As Papadakis's business ventures were increasingly successful, he purchased several properties for restoration, including the medieval Kilbees Farm in Winkfield, Berkshire, 107 Park Street and 9 Charles Street, both in Mayfair, London, 16 Grosvenor Place in Belgravia, and Dauntsey Park House in Wiltshire, although the latter project ended in 2005 when planning permission was refused.
In 1987 Papadakis bought Church Island in the Thames and commissioned Dr. Basil Al Bayati, an architect whose books Architect and Recent Works he had published, to design a house for him.

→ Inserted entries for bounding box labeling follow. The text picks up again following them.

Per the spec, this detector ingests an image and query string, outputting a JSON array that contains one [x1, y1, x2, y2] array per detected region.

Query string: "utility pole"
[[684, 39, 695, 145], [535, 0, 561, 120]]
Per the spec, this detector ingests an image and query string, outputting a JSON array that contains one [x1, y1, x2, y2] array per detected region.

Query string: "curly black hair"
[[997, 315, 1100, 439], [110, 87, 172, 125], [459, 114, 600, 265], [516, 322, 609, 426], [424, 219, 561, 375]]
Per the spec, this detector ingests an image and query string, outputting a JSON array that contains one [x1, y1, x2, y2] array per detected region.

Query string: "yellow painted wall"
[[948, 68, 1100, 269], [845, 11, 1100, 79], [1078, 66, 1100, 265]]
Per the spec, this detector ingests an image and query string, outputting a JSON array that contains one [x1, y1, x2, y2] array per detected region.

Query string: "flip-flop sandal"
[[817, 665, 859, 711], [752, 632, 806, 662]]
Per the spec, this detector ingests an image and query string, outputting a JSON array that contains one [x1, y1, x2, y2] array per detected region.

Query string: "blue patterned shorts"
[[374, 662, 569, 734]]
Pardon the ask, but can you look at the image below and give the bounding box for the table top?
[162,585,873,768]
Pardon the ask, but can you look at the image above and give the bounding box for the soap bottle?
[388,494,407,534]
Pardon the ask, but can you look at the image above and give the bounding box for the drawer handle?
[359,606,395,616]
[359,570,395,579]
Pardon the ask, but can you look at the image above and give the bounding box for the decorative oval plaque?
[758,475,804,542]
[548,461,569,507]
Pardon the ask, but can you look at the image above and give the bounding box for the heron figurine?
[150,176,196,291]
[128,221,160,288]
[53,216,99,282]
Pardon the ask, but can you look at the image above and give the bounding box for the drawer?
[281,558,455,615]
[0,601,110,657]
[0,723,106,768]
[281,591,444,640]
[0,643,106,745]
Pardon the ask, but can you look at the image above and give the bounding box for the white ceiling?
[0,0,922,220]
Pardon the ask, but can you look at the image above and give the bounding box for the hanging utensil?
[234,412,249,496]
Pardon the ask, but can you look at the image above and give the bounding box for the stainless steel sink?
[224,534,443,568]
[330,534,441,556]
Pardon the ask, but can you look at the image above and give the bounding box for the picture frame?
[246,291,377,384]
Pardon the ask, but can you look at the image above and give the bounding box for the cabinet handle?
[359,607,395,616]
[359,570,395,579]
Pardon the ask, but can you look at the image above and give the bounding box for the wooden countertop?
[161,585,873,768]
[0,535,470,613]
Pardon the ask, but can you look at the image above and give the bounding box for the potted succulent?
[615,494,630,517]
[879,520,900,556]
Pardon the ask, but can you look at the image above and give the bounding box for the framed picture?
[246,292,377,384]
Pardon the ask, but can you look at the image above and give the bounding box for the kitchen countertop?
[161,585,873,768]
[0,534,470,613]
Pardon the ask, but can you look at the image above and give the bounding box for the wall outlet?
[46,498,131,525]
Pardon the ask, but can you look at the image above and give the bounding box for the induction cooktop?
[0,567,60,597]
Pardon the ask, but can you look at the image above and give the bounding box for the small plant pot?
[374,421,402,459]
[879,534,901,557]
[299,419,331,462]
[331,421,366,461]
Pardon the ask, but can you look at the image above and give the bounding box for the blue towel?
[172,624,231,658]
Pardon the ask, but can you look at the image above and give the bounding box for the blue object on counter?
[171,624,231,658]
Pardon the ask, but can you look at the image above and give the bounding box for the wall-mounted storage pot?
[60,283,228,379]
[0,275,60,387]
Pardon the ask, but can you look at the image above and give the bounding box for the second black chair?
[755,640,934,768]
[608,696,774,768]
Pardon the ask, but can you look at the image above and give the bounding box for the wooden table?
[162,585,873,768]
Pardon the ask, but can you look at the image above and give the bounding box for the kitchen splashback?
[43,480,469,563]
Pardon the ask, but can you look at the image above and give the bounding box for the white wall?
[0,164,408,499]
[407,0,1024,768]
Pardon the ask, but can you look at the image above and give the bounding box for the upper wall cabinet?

"For his luxury mansion on his Greek-island-in-the-Thames, the great man chose not Michael Graves, one of the deconstructivists or even CZWG, but pragmatic classicist Basil Al Bayati, whom he instructed to design a country house in the English turn-of-the-century manner." The plan of the house is based on multiple units of structural geometrical forms and utilises extensive brickwork in a postmodern, art & craft style. It was "designed in a vernacular manner, using building materials similar to those traditionally used in the area."

In 1988, Church Island House was exhibited at the German Architecture Museum in Frankfurt in an exhibition titled the Architecture of Pluralism that included work by James Gowan, Terry Farrell, Charles Jencks and some twenty other internationally recognised architects.

In 2007 he purchased Monkey Island Hotel in Bray, Berkshire, but died a few months afterward. Alexandra Papadakis continued to run the hotel until it was sold in 2015.